Learn Linux/Unix and how to get your frontend and backend choice running. Even
if you never do this it will help you understand what you are doing way more.

Best choose for something common in your area. The idea is to get you working
soon because real work will get you farther then a long list of hobby
projects. Set up a github account and throw out a few projects. Use a CSS
framework, even if you know what you are doing with CSS you will get lost in
it and waste a lot of time you should be spending understanding frontend and
backend programming.

If you have the possibility to spend two weeks or a month without pay (because
you live at home) see if you can get an internship somewhere where they will
put you to work. After that search for a paying job, with no experience you
probably won’t get something good, but you will learn enough. As soon as
you’ve got some chops switch jobs, maybe even language and move to a company
that has talented people. Learn from as much from them as you can.

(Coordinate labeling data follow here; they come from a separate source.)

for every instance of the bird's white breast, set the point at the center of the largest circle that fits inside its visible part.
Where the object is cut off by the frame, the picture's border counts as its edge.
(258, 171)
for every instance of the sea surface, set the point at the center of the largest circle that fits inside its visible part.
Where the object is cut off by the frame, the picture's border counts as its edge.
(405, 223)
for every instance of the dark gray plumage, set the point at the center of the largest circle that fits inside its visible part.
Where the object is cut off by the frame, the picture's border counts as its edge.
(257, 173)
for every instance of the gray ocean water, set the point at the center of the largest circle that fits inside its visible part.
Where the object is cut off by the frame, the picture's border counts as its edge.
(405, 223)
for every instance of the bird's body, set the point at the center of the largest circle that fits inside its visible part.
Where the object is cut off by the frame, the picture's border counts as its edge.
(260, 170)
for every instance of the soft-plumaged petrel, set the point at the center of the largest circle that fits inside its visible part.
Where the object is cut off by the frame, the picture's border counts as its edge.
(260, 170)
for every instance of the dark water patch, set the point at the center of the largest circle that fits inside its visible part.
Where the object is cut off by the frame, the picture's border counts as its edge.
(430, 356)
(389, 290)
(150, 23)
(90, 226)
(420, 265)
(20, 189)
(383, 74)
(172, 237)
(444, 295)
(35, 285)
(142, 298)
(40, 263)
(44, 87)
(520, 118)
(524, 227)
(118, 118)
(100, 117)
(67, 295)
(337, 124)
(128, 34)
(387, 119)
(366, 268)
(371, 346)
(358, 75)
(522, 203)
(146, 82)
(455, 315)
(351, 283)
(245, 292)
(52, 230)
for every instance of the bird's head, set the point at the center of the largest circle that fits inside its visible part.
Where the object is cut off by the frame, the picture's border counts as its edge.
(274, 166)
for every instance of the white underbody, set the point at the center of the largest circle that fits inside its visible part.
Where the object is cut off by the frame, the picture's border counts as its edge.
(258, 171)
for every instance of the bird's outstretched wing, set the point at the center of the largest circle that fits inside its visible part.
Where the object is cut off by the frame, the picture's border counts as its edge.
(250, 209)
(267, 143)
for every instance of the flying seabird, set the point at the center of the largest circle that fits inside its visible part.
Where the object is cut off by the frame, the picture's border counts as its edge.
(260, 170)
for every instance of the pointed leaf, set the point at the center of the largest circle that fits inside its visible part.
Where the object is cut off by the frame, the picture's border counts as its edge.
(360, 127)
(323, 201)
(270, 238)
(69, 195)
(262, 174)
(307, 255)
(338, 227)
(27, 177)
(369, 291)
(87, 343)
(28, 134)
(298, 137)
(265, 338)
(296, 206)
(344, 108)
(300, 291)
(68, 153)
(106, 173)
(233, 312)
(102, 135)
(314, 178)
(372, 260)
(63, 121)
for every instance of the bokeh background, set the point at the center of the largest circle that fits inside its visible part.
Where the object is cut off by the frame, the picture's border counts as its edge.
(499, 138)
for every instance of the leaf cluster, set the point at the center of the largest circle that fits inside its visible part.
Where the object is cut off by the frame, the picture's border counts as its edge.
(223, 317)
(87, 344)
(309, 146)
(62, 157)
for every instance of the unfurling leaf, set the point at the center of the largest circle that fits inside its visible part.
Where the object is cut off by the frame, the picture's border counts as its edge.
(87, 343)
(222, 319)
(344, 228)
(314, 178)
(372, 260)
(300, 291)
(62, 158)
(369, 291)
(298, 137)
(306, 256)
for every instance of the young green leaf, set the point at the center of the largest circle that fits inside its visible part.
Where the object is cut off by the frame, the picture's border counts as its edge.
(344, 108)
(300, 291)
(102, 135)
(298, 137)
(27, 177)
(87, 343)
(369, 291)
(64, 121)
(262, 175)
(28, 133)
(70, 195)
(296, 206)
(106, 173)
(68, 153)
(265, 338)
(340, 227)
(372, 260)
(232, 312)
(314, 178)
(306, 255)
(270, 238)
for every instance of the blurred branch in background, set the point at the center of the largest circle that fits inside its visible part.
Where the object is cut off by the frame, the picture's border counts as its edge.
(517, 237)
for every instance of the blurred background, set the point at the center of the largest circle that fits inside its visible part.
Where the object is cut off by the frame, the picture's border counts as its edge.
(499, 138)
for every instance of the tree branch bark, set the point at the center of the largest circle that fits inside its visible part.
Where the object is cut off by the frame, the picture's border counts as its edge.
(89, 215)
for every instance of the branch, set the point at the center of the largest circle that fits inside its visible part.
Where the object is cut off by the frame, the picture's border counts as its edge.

Now comes the hard part, search for a language, operating system, app or
something else that interests you. If you have a small hobby project that you
love, that has nothing to do with work (this is very important) it is way
easier to keep the passion for what you are doing.

You don’t always have a lot of choices locally when it comes to languages,
tools, DBs and so on and moving is often not worth losing your support network
for, especially when you are first getting started since you will fuck up as
your idea and industry reality start to converge.

------
sharemywin
javascript